Amazon Q

Amazon Q Developer Security Best Practices

Building with Amazon Q Developer? Make sure AI-generated code doesn't expose AWS credentials or create insecure IAM configurations.

Verify your app follows these best practices automatically.

These best practices are derived from the actual security findings we see in Amazon Q Developer apps — not a generic OWASP list. Priority ordered: critical items close data-exposure gaps, high items prevent compromise, medium items reduce attack surface. Stack-specific guidance for Postgres included.

Quick Wins

Move all secrets server-side (environment variables, serverless functions)
Scan your deployed application with a security tool that understands this stack
Scan your deployed application with a security tool that understands this stack
Enforce email verification, minimum password requirements, and rate limiting on auth endpoints
Run a VAS scan against the deployed Amazon Q Developer app

Security Best Practices

#1Keep every secret server-side

high

Amazon Q may generate code containing AWS access keys instead of using IAM roles or environment variables.

Implementation

Move all secrets server-side (environment variables, serverless functions). Rotate any keys previously in frontend code. Audit bundles for leftover credentials before each deploy.

#2Overly Permissive IAM Policies

medium

AI-generated IAM policies may use wildcard (*) permissions, granting far more access than needed.

Implementation

Scan your deployed application with a security tool that understands this stack. Address the specific findings — generic best practices don't catch platform-specific misconfigurations.

#3Public S3 Buckets

medium

Generated infrastructure code may create S3 buckets with public access enabled.

Implementation

Scan your deployed application with a security tool that understands this stack. Address the specific findings — generic best practices don't catch platform-specific misconfigurations.

#4Unauthenticated Lambda Endpoints

high

API Gateway and Lambda configurations may not include proper authentication.

Implementation

Enforce email verification, minimum password requirements, and rate limiting on auth endpoints. Test auth flows as unauthenticated and cross-user to verify access controls.

Common Mistakes to Avoid

Hardcoded AWS Credentials

Why it's dangerous:

Amazon Q may generate code containing AWS access keys instead of using IAM roles or environment variables.

How to fix:

Move all secrets server-side (environment variables, serverless functions). Rotate any keys previously in frontend code. Audit bundles for leftover credentials before each deploy.

Overly Permissive IAM Policies

Why it's dangerous:

AI-generated IAM policies may use wildcard (*) permissions, granting far more access than needed.

How to fix:

Scan your deployed application with a security tool that understands this stack. Address the specific findings — generic best practices don't catch platform-specific misconfigurations.

Public S3 Buckets

Why it's dangerous:

Generated infrastructure code may create S3 buckets with public access enabled.

How to fix:

Scan your deployed application with a security tool that understands this stack.

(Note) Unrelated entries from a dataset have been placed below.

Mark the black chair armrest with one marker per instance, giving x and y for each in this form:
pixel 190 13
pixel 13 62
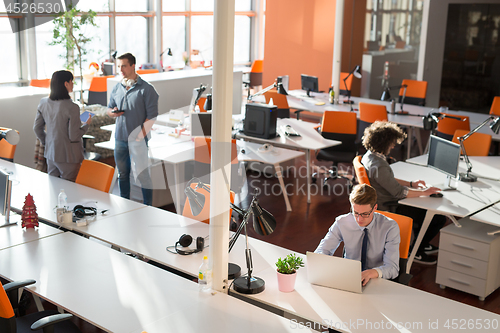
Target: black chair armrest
pixel 46 322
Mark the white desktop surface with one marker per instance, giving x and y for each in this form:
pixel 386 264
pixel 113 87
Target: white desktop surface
pixel 45 190
pixel 118 293
pixel 14 235
pixel 382 301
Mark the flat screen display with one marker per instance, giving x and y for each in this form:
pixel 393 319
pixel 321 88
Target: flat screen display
pixel 444 156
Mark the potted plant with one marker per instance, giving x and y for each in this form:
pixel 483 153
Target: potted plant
pixel 287 271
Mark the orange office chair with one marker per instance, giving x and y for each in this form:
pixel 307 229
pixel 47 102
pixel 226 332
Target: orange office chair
pixel 447 126
pixel 204 215
pixel 280 101
pixel 255 79
pixel 416 92
pixel 478 144
pixel 41 83
pixel 495 106
pixel 98 91
pixel 48 320
pixel 341 126
pixel 359 169
pixel 7 151
pixel 348 82
pixel 405 224
pixel 147 71
pixel 96 175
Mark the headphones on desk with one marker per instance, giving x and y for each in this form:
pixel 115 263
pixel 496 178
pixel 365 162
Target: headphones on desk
pixel 80 211
pixel 185 241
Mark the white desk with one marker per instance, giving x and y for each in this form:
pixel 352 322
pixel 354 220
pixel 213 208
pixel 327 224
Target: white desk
pixel 383 303
pixel 45 190
pixel 468 198
pixel 309 140
pixel 120 294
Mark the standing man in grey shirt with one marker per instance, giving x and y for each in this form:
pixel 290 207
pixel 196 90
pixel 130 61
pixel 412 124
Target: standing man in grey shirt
pixel 134 102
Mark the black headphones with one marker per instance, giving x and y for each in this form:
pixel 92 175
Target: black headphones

Address the specific findings — generic best practices don't catch platform-specific misconfigurations.

Unauthenticated Lambda Endpoints

Why it's dangerous:

API Gateway and Lambda configurations may not include proper authentication.

How to fix:

Enforce email verification, minimum password requirements, and rate limiting on auth endpoints. Test auth flows as unauthenticated and cross-user to verify access controls.

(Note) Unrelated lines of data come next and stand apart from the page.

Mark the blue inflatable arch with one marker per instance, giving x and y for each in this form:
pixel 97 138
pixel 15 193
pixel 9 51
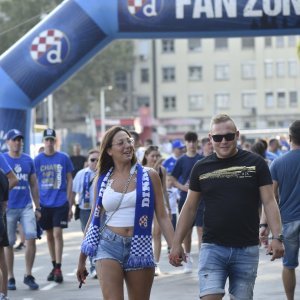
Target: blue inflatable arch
pixel 78 29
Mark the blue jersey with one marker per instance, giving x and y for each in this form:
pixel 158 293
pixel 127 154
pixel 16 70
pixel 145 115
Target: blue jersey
pixel 4 166
pixel 23 166
pixel 52 173
pixel 183 168
pixel 286 171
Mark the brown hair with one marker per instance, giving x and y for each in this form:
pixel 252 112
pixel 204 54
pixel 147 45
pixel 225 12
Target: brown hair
pixel 105 161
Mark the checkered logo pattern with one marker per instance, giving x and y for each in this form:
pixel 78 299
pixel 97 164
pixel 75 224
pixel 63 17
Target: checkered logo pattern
pixel 45 41
pixel 134 6
pixel 141 246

Verify Your Amazon Q Developer App Security

Following best practices is the first step. Verify your app is actually secure with a comprehensive security scan.

Get Starter Scan

Frequently Asked Questions

What's the minimum security I need for a Amazon Q app?

The critical-priority items above are non-negotiable for any Amazon Q Developer app that handles user data: . Everything else is iterative.

Should I run a security scan before launching a Amazon Q Developer app?

Yes — unconditionally. The mitigations above are specific enough that a scan proves they're implemented correctly. "I followed the checklist" isn't evidence; "the scan came back clean" is.

Is Amazon Q Developer secure by default?

Amazon Q Developer provides secure infrastructure, but the application-layer configuration (listed above) is the developer's job. The default state of a Amazon Q Developer app before any security work typically has at least one critical-priority issue open.